Is the Orbea Rise still midpower? Although the bike ships in its software-restricted ‘RS’ mode (with a maximum of 60Nm of torque) the new Gen 2 version of the Shimano EP801 RS can be set to kick out the full 85Nm
RS mode is 56nM in boost, RS+ is 85.
What makes it mid-power is that the *power* is limited – you should get up just as steep a slope as your mates on full fat but you won’t do it quite so quickly. It’s not stuff that shows up in the Shimano app but I *think* the power settings in RS are 150/250/350w with the max power in RS+ maybe 500 (still below the full peak motor power of 600w). Probably makes very little difference on the flat or descending when you’re running up against the speed limit rather than motor output and it’s climbing that eats battery anyway.
I wonder how much of the cadence response is custom to Orbea and how much is just the ‘assist character’ settings in the RS/RS+ profiles. You can’t change the power limits without hacking it to put on standard firmware but you can create your own profiles and choose the assist character and max torque for eco/trail/boost.
Assist character can be set between 1 and 10. RS mode is 2/3/6, RS+ 3/5/9 (which are all a notch or two up from the same mode settings in the older Rise)
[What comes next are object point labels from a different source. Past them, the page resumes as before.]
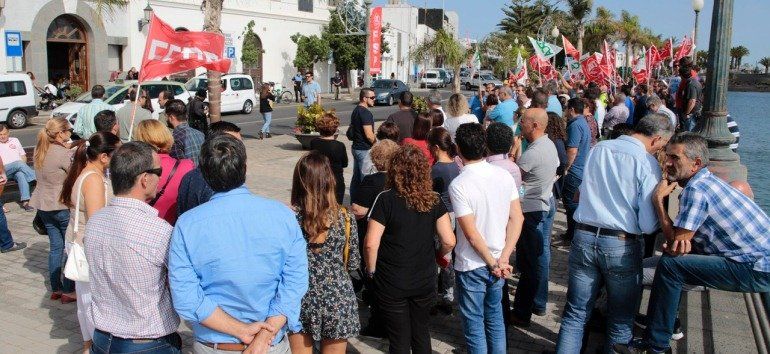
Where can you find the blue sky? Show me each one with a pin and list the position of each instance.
(751, 24)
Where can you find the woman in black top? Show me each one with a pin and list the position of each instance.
(265, 99)
(399, 250)
(557, 132)
(332, 149)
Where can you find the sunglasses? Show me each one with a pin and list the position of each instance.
(156, 171)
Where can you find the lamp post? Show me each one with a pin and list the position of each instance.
(367, 75)
(147, 16)
(697, 5)
(723, 162)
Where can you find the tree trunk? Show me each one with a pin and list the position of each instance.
(212, 19)
(581, 34)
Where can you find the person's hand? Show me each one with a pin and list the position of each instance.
(677, 247)
(663, 189)
(260, 344)
(253, 329)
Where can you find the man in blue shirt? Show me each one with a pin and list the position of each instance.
(504, 111)
(615, 209)
(238, 263)
(578, 145)
(725, 229)
(311, 90)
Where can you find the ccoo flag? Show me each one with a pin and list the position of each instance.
(543, 49)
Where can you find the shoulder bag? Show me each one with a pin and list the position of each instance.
(76, 267)
(163, 189)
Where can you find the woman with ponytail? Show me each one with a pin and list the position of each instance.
(86, 190)
(52, 162)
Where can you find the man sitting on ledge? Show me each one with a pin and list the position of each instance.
(728, 233)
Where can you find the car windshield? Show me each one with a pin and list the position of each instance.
(85, 97)
(382, 84)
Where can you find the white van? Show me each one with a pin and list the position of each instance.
(238, 93)
(17, 100)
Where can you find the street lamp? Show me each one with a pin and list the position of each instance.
(147, 16)
(723, 162)
(697, 5)
(367, 74)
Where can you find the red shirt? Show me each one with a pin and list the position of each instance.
(423, 146)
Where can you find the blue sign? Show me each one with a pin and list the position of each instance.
(13, 44)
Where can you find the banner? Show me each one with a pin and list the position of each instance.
(569, 48)
(168, 52)
(543, 49)
(375, 40)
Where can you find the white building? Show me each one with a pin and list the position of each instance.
(69, 37)
(405, 32)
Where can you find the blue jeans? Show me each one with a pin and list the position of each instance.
(480, 294)
(359, 156)
(533, 259)
(105, 343)
(6, 240)
(710, 271)
(570, 188)
(56, 222)
(23, 174)
(268, 117)
(596, 260)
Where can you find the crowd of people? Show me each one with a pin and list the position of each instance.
(444, 207)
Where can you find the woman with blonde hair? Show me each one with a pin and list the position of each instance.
(400, 251)
(52, 162)
(329, 311)
(86, 190)
(153, 132)
(458, 113)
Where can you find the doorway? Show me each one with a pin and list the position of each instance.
(67, 52)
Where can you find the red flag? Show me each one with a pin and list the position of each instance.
(569, 48)
(167, 52)
(375, 40)
(684, 49)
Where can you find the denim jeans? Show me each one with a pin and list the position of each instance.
(359, 156)
(268, 117)
(105, 343)
(533, 256)
(6, 240)
(56, 222)
(710, 271)
(23, 174)
(570, 188)
(596, 260)
(479, 295)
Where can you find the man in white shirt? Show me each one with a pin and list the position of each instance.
(15, 162)
(490, 223)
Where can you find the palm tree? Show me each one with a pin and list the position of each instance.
(443, 46)
(579, 11)
(765, 62)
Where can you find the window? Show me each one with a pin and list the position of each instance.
(12, 88)
(306, 5)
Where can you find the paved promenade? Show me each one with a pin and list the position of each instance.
(31, 323)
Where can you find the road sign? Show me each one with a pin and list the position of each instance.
(13, 44)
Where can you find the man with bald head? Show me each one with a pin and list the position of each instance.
(538, 166)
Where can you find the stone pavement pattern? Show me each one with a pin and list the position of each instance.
(31, 323)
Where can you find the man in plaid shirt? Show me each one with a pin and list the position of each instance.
(728, 233)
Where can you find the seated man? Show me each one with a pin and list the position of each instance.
(15, 162)
(726, 229)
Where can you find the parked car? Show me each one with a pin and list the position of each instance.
(238, 93)
(431, 79)
(116, 95)
(388, 91)
(17, 100)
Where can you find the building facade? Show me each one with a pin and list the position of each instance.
(70, 38)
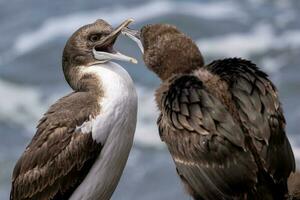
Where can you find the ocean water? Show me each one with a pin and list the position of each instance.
(33, 34)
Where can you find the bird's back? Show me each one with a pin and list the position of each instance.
(225, 129)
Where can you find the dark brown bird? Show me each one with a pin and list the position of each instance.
(82, 143)
(222, 122)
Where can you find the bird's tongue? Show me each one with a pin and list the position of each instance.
(105, 51)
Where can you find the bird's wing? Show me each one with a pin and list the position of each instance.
(259, 109)
(206, 143)
(59, 155)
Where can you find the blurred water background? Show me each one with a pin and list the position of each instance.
(33, 34)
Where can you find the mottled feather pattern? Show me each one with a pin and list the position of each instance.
(206, 131)
(38, 176)
(206, 143)
(259, 108)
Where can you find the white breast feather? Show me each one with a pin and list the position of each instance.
(114, 127)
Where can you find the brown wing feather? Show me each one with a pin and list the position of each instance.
(58, 157)
(206, 143)
(261, 114)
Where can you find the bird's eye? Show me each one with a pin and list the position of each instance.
(94, 38)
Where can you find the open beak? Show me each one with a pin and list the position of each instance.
(134, 35)
(103, 50)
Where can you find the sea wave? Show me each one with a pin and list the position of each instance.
(65, 25)
(260, 39)
(21, 105)
(24, 106)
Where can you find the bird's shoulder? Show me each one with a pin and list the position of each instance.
(257, 103)
(57, 151)
(206, 143)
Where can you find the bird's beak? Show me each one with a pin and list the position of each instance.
(103, 50)
(134, 35)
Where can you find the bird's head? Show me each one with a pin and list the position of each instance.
(166, 50)
(92, 44)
With the range extender attached the system does not give out the higher end of assist. Exact figures are elusive but it feels very much like it goes into the trad RS restricted mode
That’s exactly what it does. The piggy back battery can’t deliver the same current as the main battery so when it’s connected the bike runs in RS mode. (it runs the piggy back down first, once you’ve rinsed it you can disconnect it but you’d need to find some way of protection the port on it if you stashed the cable)./
The new GripX damper in the Fox 36 fork feels significantly less comfy than previous 36 dampers
That’s a shame – the old 36 Grip2 weren’t the plushest – this new gen was supposed to be better and the early reviews sounded promising.